EVs sales is still the lion's share of revenue, but any of these divisions could be a stand-alone business. (maybe not the solar panels, which hasn't done well at all)
"By 2030" is a long time away for a company that was close to bankruptcy about 6 years ago - anything can happen. Full-self driving is also 5 years away if you believe Musk - it's been 5 years away for the last 10 years, though. The first article you cited is basically quoting Tesla marketing material.
Here's the objective picture today (as of end of 2023): TSLA has $74.2 billion in revenue from being a car company. TLSA has $4.8 billion in revenue from energy production and storage. Gross profit is the same story for the two segments - $16 billion and $1 billion respectively. Margins are not dramatically different.
A hard to attain science and engineering task is often 5 years away for a long time until 5 years before it is actually delivered. Unlike building widgets building something never done before entails an awful lot of hard to estimate work. Anyone doing software engineering should be familiar with this.
The “5 years for 10 years” meme seems to be confusing a lack of accuracy when giving a precise answer to a difficult to estimate task for either foolishness or fraud, or perhaps both. To me it reads like every software and research estimate I’ve ever seen - a sliding estimate on something you know will deliver but hard to pin down exactly all the unknowables are worked out.
A more honest estimate is "we don't know how long it will take." Guessing that things are 5 years away is borderline fraud when you have no idea how long it will take (eg an uncertain, massive R&D project).
To be fair to you, it was actually "next year" for about 5 of the 10 years that Tesla was promising self-driving, which is a different story (likely actually fraud).

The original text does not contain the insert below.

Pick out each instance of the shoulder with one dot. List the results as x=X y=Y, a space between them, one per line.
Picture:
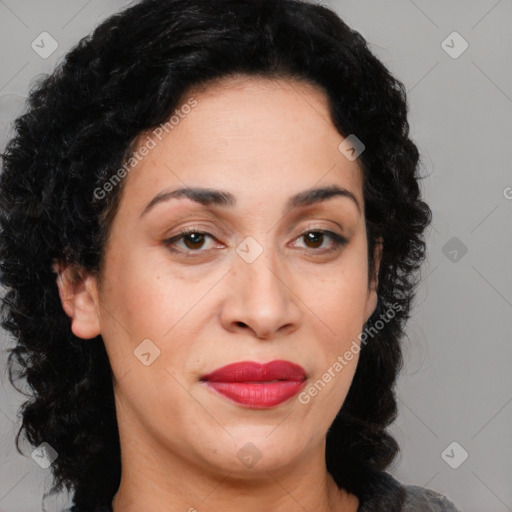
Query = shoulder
x=421 y=499
x=98 y=508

Did you check Tesla valuation to put up against those revenues ?
Even after the recent plunge (it's only a beginning) it's valued at $460B.
$6-12B of best case projected revenue, with low margins, by 2030 is meaningless for a company with this kind of valuation, to say it politely.
Tesla valuation was justified by a myriad of promises from Musk, and analysts that started to believe that sales of EVs will grow by 50% each year for the next 10 years.
Market cap isn't the same thing as revenue. Their annual car revenue is somewhere in the neighborhood of $100B a year, which still is the lion's share, but anything that generates 5-10% of revenue isn't something to ignore, especially when you have a couple of those. Apple's Mac sales are only 15% of their iPhone revenues, for example.